Deve também ser feita
referência ao documento SIAARTI sobre os critérios de admissão na UCI (Minerva
Anesthesiol 2003;69(3):101-118)
5. Deve ser cuidadosamente considerada a possível
presença de vontades previamente expressas pelos doentes através de qualquer
diretiva antecipada sobre o tratamento e, em particular, ao que for definido (e
juntamente com os prestadores de cuidados) por pessoas que já estão a passar
para doença crónica através do planeamento de cuidados partilhados.
6. Para os doentes para os quais o acesso a cuidados
intensivos é considerado “inadequado”, a decisão de pôr um limite aos cuidados
(“teto dos cuidados”) deve, em qualquer caso, ser justificada, comunicada e
documentada. O teto dos cuidados fixado antes da ventilação mecânica não deve
impedir intensidades mais baixas de cuidados.

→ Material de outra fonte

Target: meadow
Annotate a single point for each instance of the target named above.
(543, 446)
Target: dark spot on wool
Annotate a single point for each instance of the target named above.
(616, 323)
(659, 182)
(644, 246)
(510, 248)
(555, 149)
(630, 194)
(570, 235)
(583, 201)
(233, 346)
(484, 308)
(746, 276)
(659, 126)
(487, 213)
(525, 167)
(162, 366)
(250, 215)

7. Qualquer juízo de inadequação do acesso a cuidados
intensivos baseado unicamente em critérios de justiça distributiva
(desequilíbrio extremo entre procura e disponibilidade) é justificado pela
natureza extraordinária da situação.
8. No processo de decisão, se surgirem situações de
particular dificuldade e incerteza, pode ser útil ter uma “segunda opinião”

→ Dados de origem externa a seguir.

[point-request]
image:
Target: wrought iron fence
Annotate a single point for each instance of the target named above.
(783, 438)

(possivelmente até apenas por telefone) de interlocutores particularmente
experientes (por exemplo, através do Centro de Coordenação Regional).

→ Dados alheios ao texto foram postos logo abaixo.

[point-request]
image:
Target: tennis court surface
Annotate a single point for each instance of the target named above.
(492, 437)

9. Os critérios de acesso à UCI devem
ser discutidos e definidos para cada doente com a maior antecedência possível,
idealmente criando a tempo uma lista de doentes que serão considerados
merecedores de cuidados na UCI quando ocorrer a deterioração clínica, desde que
a disponibilidade nesse momento o permita.
Uma possível
instrução “não intubar” deve constar do processo clínico, pronta a ser
utilizada como guia se a deterioração clínica ocorrer de forma precipitada e na
presença de prestadores de cuidados que não tenham participado no planeamento e
não conheçam o doente.
10. A sedação paliativa em doentes
hipóxicos com progressão da doença deve ser considerada necessária como expressão
de boas práticas clínicas e deve seguir as recomendações existentes. Se não se
espera que um período de agonia seja curto, deve ser providenciada a
transferência para um ambiente não intensivo.
11. Todas as admissões em cuidados
intensivos devem, em qualquer caso, ser consideradas e comunicadas como “ensaios
em UCI” e, portanto, sujeitas a uma reavaliação diária da adequação, dos
objetivos de tratamento e da proporcionalidade dos cuidados. No caso de um
doente, admitido talvez com critérios-limite, não responder a um tratamento
inicial prolongado ou se tornar gravemente complicado, a decisão de
“desistência terapêutica” e de reprogramar os cuidados intensivos para cuidados
paliativos - num cenário de afluxo de doentes excecionalmente elevado - não
deve ser adiada.
12. A decisão de limitar os cuidados
intensivos deve ser discutida e partilhada o mais colegialmente possível pela
equipa de cuidados e - na medida do possível - em diálogo com o doente (e
familiares), mas deve ser possível fazê-lo rapidamente. É de esperar que a
necessidade de fazer tais escolhas repetidamente torne o processo de tomada de
decisão em cada UCI mais robusto e mais adaptável à disponibilidade de
recursos.
13. O apoio da Oxigenação por Membrana Extracorporal
(ECMO, em inglês), como
consumidora de recursos em comparação com uma admissão normal na UCI, em
condições de entrada extraordinária, deve ser reservado para casos extremamente
selecionados, esperando-se um desmame relativamente rápido. O ideal seria que
fosse reservado para centros de referência de grande volume, para os quais o
doente ECMO absorve proporcionalmente menos recursos do que os que seriam
absorvidos num centro com menos experiência.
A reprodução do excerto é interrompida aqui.